Tras la victoria del conjunto rojiblanco ante el Villarreal B, las redes sociales se llenaron de mensajes reclamando una pantalla para seguir el decisivo encuentro por el ascenso. El concejal socialista David Gago, responsable del área de Fiestas, fue uno de los primeros miembros del Ejecutivo en responder públicamente a esas peticiones.
Lo hizo con un mensaje que alimentó la expectativa de los aficionados al considerar que instalar la pantalla era "lo lógico". Desde ese momento, su figura quedó asociada a una iniciativa sobre la que fue preguntado de forma recurrente en comparecencias públicas y ruedas de prensa.

Sin embargo, mientras la posibilidad de instalar la infraestructura parecía encarrilada, seguía pendiente el aspecto fundamental: la autorización para emitir la señal del partido, cuyos derechos pertenecen a operadores privados.

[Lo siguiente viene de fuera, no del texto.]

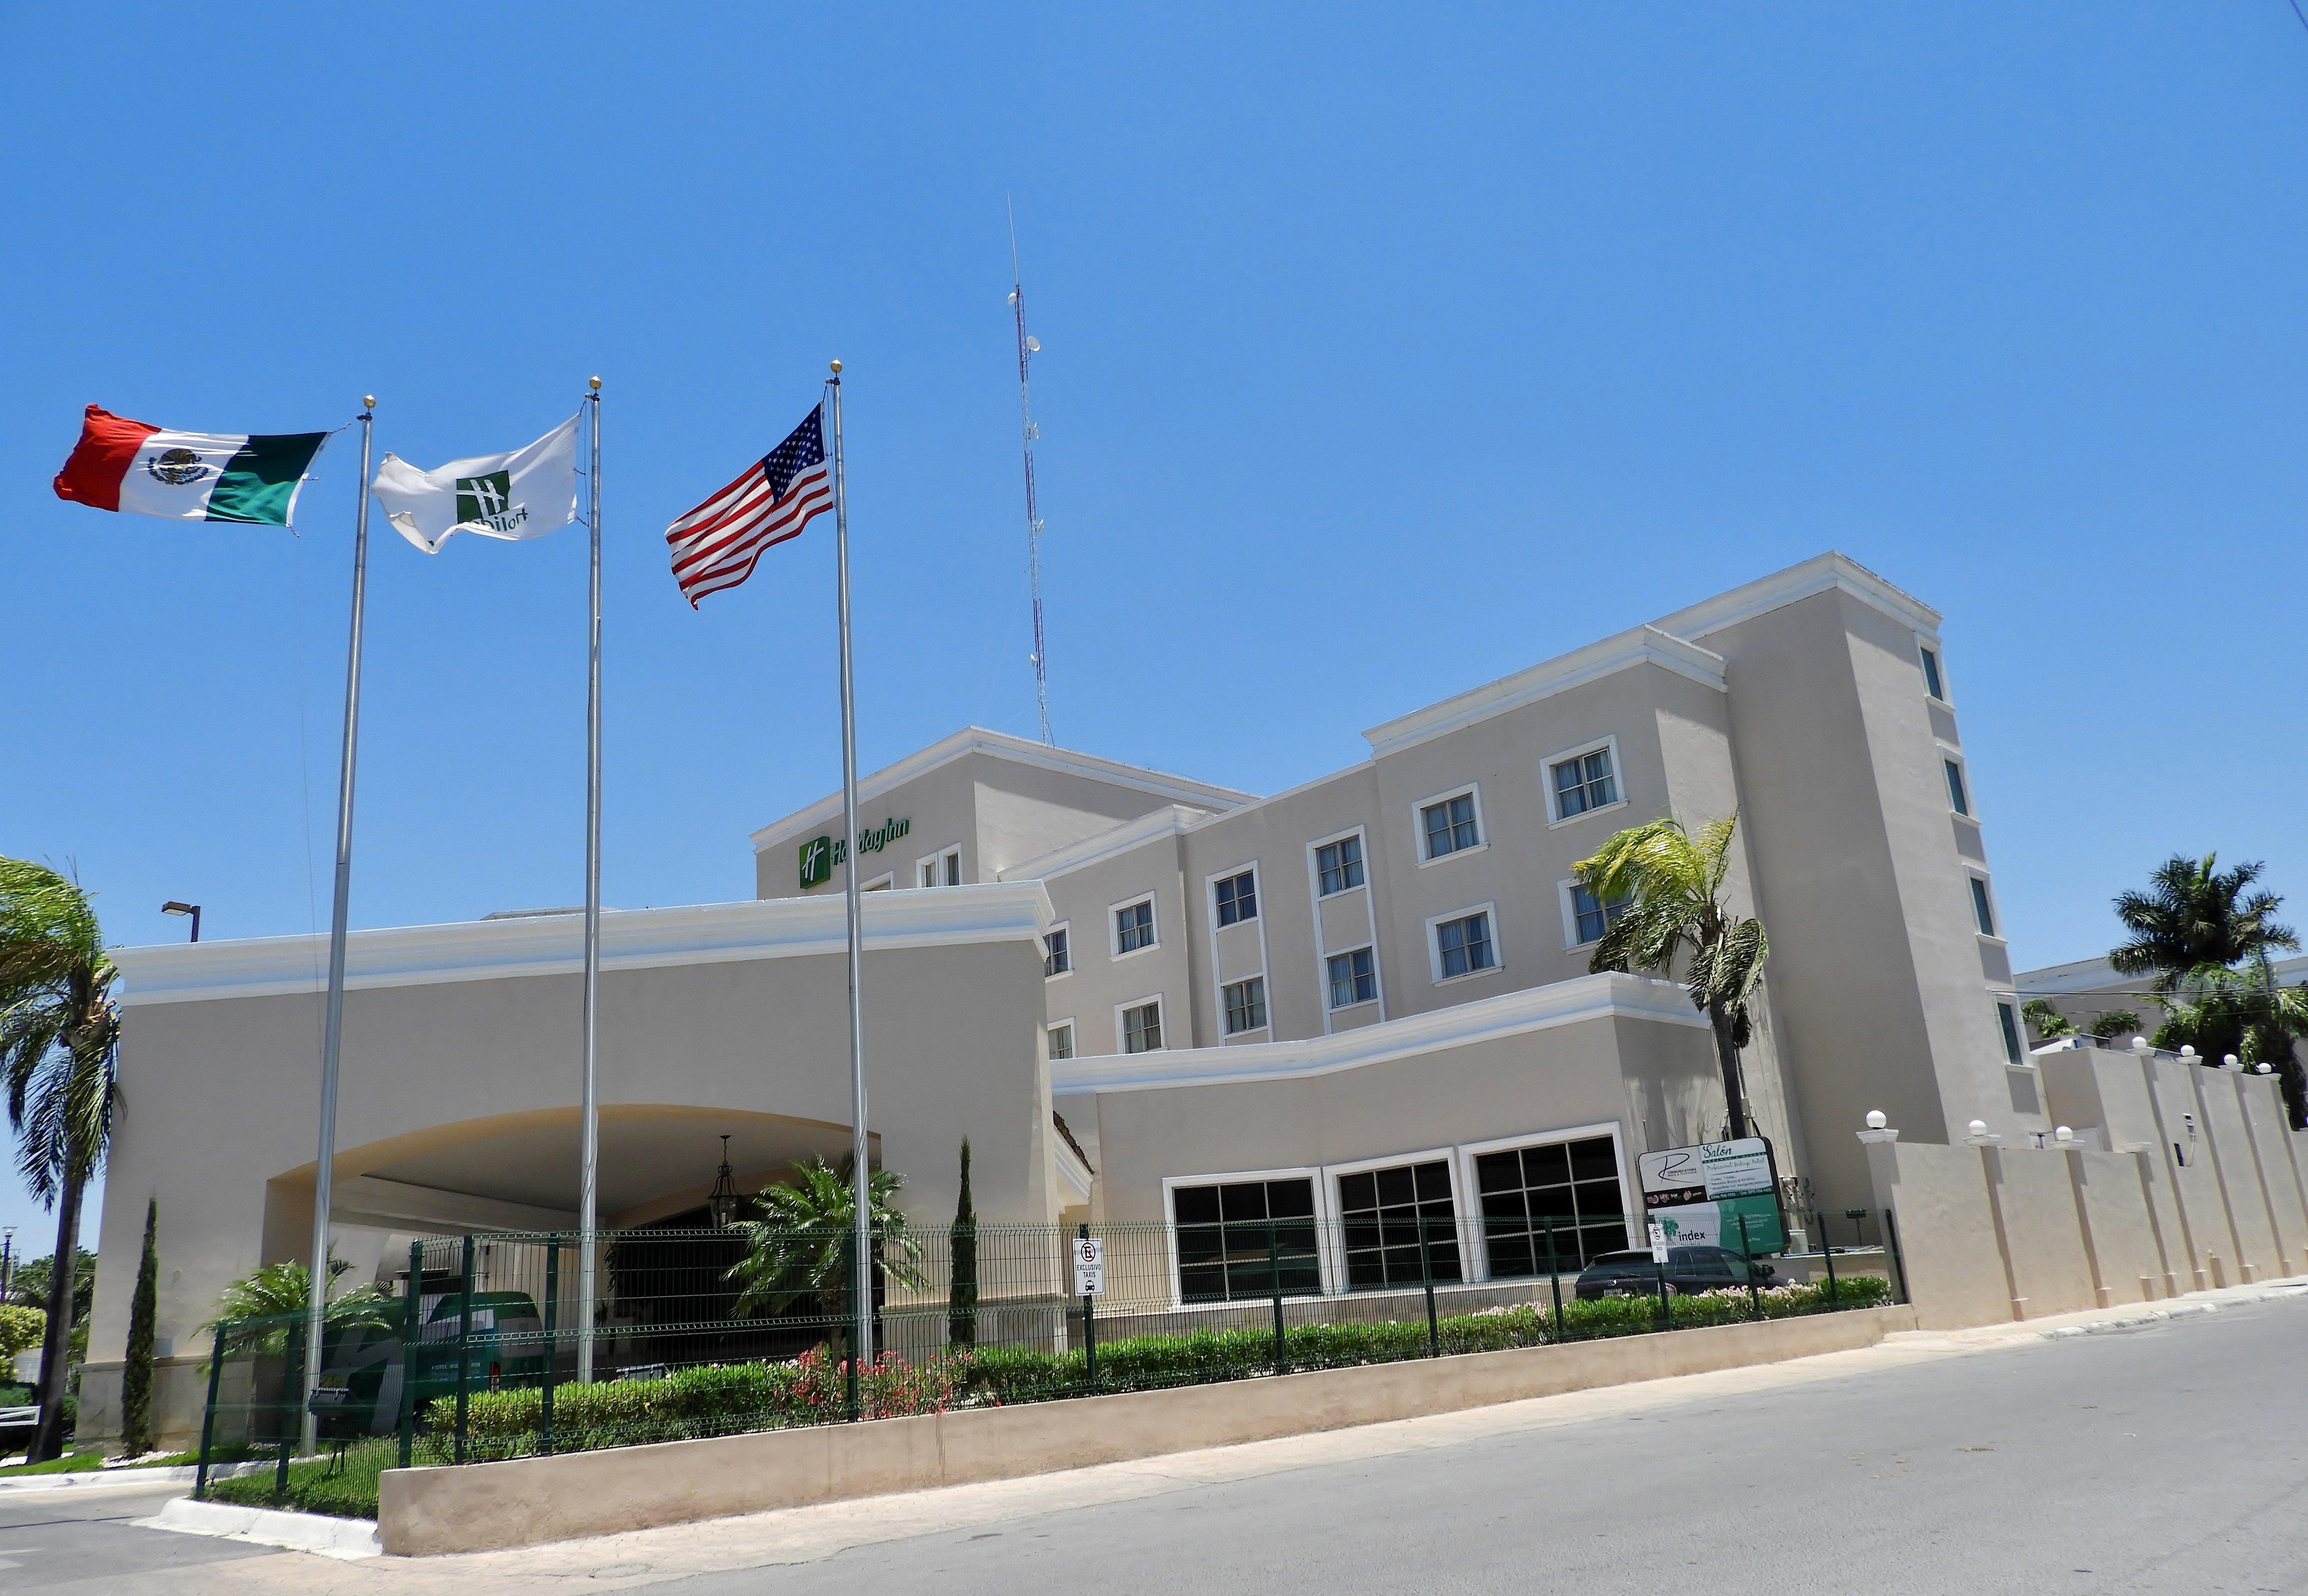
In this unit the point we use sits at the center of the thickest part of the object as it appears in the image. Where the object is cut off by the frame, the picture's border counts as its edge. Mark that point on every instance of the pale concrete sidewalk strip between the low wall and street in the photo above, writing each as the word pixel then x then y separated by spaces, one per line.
pixel 816 1533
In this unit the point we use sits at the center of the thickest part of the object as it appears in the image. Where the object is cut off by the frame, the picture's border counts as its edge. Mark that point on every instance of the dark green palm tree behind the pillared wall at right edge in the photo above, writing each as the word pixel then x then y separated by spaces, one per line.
pixel 2208 942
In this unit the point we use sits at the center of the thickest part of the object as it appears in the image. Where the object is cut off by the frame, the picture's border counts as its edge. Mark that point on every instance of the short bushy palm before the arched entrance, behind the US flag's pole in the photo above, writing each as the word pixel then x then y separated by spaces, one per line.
pixel 804 1242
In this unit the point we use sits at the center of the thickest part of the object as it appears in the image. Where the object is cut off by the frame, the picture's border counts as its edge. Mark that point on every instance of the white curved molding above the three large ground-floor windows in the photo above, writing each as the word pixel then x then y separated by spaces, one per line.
pixel 1511 1014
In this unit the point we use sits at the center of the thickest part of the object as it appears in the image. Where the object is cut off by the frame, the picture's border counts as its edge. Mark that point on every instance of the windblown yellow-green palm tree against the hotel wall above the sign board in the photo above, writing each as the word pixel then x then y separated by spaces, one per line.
pixel 1672 889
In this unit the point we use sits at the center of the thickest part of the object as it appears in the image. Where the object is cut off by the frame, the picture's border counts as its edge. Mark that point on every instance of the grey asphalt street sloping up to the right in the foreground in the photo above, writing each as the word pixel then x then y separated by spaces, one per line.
pixel 2166 1461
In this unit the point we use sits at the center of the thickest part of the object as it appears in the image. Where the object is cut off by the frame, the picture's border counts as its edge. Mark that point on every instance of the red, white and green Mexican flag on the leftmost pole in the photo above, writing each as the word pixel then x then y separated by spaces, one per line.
pixel 188 476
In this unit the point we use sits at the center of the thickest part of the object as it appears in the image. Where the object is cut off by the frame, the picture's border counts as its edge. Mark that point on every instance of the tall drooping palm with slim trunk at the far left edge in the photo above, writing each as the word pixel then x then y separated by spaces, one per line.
pixel 59 1057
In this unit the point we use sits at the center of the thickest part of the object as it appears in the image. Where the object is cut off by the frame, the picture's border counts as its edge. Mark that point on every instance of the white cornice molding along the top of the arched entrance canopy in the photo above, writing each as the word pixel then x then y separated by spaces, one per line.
pixel 417 956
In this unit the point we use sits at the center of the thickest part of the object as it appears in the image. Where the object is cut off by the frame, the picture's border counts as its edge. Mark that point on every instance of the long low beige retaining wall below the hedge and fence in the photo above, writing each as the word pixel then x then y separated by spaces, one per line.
pixel 532 1500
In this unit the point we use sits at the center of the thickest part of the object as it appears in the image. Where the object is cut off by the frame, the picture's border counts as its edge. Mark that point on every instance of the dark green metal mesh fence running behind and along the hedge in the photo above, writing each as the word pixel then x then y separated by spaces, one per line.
pixel 470 1348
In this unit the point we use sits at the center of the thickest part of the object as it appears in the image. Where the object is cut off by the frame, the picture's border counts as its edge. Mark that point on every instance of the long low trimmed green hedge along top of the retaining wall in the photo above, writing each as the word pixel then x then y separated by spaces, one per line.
pixel 735 1399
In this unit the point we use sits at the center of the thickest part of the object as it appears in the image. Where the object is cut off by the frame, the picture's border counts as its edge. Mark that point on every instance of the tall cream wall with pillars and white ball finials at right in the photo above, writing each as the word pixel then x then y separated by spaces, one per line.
pixel 2198 1187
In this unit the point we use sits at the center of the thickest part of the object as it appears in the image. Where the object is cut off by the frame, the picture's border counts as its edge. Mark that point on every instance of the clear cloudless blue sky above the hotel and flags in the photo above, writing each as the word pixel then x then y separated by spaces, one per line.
pixel 1386 352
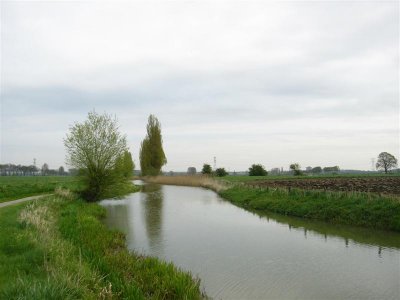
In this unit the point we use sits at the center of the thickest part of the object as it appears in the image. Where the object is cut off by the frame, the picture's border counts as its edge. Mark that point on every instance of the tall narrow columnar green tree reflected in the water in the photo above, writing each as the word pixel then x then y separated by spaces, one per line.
pixel 152 156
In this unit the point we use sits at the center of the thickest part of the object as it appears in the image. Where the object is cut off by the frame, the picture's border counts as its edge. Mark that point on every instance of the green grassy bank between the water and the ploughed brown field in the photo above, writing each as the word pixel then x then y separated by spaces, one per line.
pixel 359 209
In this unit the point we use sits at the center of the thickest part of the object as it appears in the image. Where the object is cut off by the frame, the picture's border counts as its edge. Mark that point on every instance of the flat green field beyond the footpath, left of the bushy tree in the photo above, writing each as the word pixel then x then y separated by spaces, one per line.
pixel 16 187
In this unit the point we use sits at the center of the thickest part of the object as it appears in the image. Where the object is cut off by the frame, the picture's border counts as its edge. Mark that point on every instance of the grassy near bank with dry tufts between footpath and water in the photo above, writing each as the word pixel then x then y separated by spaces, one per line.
pixel 58 248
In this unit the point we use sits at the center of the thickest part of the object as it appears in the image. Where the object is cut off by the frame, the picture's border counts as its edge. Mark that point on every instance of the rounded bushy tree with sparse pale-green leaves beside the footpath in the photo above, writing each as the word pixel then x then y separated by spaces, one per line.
pixel 94 147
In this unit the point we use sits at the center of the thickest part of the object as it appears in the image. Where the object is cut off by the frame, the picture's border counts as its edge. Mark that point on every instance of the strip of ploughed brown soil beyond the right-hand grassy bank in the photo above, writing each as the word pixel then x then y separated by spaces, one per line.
pixel 384 185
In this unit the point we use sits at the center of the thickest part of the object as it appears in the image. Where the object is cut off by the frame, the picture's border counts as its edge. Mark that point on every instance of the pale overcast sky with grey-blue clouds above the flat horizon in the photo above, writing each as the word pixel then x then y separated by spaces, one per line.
pixel 312 82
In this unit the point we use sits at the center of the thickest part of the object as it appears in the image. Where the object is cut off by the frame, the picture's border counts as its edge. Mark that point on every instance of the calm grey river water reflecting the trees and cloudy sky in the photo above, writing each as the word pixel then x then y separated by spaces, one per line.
pixel 241 255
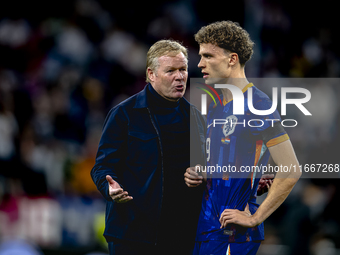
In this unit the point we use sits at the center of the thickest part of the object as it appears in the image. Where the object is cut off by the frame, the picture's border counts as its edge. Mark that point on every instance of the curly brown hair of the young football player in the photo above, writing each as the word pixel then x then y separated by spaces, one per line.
pixel 227 35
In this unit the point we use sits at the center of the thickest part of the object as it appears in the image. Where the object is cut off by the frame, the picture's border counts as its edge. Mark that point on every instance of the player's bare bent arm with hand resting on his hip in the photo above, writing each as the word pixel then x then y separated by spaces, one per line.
pixel 283 155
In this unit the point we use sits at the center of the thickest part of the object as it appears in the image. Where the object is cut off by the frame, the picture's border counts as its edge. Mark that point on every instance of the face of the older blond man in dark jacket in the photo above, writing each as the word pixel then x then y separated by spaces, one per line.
pixel 170 78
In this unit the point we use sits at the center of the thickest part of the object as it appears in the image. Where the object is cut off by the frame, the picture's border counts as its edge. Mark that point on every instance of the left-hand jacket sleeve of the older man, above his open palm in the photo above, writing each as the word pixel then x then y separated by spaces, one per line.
pixel 111 150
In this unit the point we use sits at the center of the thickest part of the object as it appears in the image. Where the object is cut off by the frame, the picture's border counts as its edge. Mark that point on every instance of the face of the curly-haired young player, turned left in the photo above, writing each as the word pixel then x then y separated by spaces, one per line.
pixel 214 63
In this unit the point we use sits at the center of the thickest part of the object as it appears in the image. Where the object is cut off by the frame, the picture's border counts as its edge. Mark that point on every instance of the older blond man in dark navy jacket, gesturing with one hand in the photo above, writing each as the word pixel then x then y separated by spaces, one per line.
pixel 142 156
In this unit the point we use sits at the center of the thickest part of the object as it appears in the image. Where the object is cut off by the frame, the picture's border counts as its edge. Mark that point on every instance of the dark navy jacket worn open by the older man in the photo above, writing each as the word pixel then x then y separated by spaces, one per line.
pixel 130 150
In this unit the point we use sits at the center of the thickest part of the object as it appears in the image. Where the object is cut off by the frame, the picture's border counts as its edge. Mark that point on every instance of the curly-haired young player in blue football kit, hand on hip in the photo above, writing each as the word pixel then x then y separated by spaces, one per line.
pixel 230 220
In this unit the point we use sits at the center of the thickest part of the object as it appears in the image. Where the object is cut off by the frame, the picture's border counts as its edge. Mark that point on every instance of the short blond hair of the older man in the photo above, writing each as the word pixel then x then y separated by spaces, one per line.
pixel 162 48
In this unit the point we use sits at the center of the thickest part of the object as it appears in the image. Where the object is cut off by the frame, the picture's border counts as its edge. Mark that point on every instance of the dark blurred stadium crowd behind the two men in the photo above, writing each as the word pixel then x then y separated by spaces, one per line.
pixel 64 64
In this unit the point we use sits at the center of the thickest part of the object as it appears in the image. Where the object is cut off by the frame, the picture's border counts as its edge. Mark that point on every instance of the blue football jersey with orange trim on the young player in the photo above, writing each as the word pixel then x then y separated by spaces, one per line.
pixel 236 143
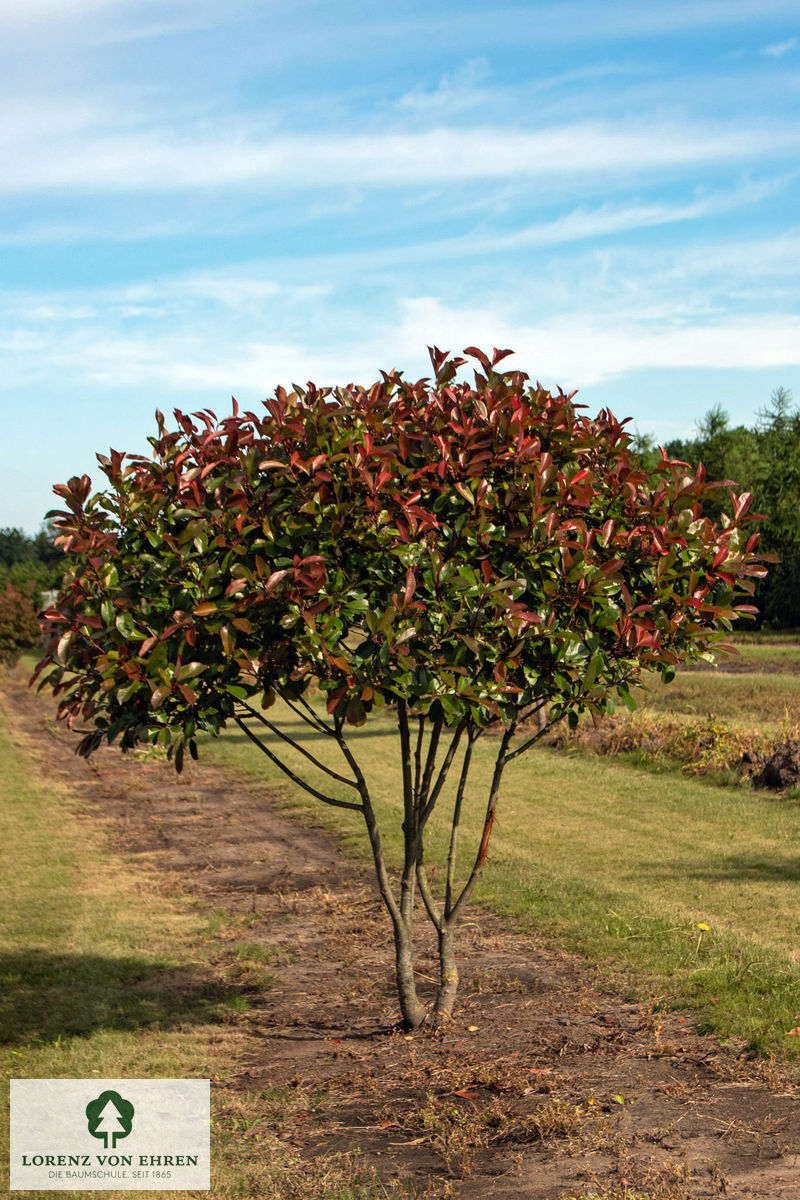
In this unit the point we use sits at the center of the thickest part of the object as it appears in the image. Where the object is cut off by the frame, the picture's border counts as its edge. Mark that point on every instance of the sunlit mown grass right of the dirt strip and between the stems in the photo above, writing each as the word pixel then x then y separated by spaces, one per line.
pixel 624 866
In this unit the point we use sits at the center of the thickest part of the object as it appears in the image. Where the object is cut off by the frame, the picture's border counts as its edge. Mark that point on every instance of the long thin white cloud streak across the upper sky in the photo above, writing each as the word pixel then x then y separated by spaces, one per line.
pixel 153 161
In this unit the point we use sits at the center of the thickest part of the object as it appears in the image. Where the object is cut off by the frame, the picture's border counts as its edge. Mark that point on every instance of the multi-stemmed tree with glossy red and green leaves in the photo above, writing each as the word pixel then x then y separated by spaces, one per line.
pixel 471 556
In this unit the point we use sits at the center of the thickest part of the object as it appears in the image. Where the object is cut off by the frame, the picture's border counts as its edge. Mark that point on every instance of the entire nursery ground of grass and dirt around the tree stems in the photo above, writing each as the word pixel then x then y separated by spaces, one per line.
pixel 630 999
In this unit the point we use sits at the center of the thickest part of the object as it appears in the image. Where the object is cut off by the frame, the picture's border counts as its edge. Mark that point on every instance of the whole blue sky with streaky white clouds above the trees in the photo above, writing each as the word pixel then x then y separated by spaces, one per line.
pixel 206 199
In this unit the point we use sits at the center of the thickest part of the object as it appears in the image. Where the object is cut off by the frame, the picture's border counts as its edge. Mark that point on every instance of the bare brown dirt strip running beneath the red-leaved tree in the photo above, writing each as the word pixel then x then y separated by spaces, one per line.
pixel 548 1085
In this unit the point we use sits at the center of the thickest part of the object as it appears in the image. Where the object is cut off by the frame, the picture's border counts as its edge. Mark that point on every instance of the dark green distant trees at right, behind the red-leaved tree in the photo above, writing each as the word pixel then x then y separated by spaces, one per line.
pixel 763 460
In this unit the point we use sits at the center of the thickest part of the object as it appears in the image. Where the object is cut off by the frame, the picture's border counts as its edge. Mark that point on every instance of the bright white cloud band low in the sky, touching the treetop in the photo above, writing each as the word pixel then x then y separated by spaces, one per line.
pixel 573 349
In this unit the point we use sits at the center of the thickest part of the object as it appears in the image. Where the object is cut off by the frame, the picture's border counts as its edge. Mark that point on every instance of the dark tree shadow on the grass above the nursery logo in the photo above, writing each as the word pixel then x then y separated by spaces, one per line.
pixel 46 997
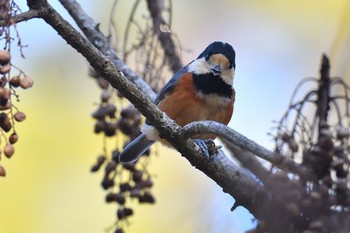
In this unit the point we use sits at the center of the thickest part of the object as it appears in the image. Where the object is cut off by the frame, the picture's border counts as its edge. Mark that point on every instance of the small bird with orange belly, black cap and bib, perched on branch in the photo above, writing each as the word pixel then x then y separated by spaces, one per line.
pixel 200 91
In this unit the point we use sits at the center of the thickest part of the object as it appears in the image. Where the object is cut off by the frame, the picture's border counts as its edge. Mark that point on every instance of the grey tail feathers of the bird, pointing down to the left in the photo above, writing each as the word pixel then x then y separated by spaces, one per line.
pixel 135 149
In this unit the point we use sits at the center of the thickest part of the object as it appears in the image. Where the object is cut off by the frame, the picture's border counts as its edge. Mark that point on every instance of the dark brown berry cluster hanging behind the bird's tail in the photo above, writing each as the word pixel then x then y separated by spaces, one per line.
pixel 122 182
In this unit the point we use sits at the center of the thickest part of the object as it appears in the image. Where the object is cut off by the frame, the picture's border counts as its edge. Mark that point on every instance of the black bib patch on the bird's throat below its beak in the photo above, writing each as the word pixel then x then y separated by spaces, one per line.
pixel 210 84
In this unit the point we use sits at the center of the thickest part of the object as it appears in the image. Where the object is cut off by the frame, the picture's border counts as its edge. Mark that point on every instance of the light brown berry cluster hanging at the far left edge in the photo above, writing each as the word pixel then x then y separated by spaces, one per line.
pixel 9 113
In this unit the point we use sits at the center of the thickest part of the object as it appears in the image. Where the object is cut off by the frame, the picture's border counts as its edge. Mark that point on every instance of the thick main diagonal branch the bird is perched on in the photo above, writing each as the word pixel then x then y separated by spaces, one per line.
pixel 242 187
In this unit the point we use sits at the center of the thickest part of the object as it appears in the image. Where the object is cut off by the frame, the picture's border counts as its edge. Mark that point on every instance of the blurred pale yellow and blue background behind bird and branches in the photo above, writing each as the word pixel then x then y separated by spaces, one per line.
pixel 49 188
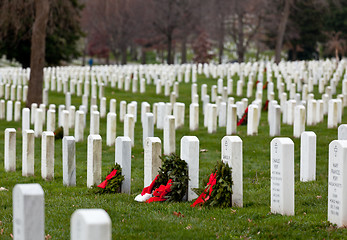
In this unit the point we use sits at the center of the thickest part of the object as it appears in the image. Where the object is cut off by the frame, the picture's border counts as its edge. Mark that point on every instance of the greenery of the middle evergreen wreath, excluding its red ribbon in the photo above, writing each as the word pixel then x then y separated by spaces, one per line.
pixel 176 169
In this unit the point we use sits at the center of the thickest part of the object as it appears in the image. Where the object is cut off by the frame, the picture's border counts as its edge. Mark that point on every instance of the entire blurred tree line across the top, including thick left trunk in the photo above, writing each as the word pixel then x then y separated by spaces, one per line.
pixel 38 33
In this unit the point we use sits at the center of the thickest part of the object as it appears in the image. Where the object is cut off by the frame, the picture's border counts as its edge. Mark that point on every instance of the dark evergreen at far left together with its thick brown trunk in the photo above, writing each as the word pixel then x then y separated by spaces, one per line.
pixel 29 32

Durante varios días, el Ayuntamiento mantuvo abierta la posibilidad de encontrar una solución. Incluso llegó a plantearse la opción de instalar la pantalla y ofrecer únicamente la narración radiofónica del encuentro, sin imágenes.
Este mismo martes, el propio Gago reconocía públicamente que "no sabemos si podremos darla de manera completa", en referencia a la retransmisión.
El episodio deja una lectura clara: el Ayuntamiento permitió que creciera la expectativa sobre una pantalla cuya viabilidad dependía de un permiso que todavía no existía. Esa expectativa fue canalizada principalmente por David Gago, que asumió públicamente la comunicación de un asunto que terminó resolviéndose en sentido contrario.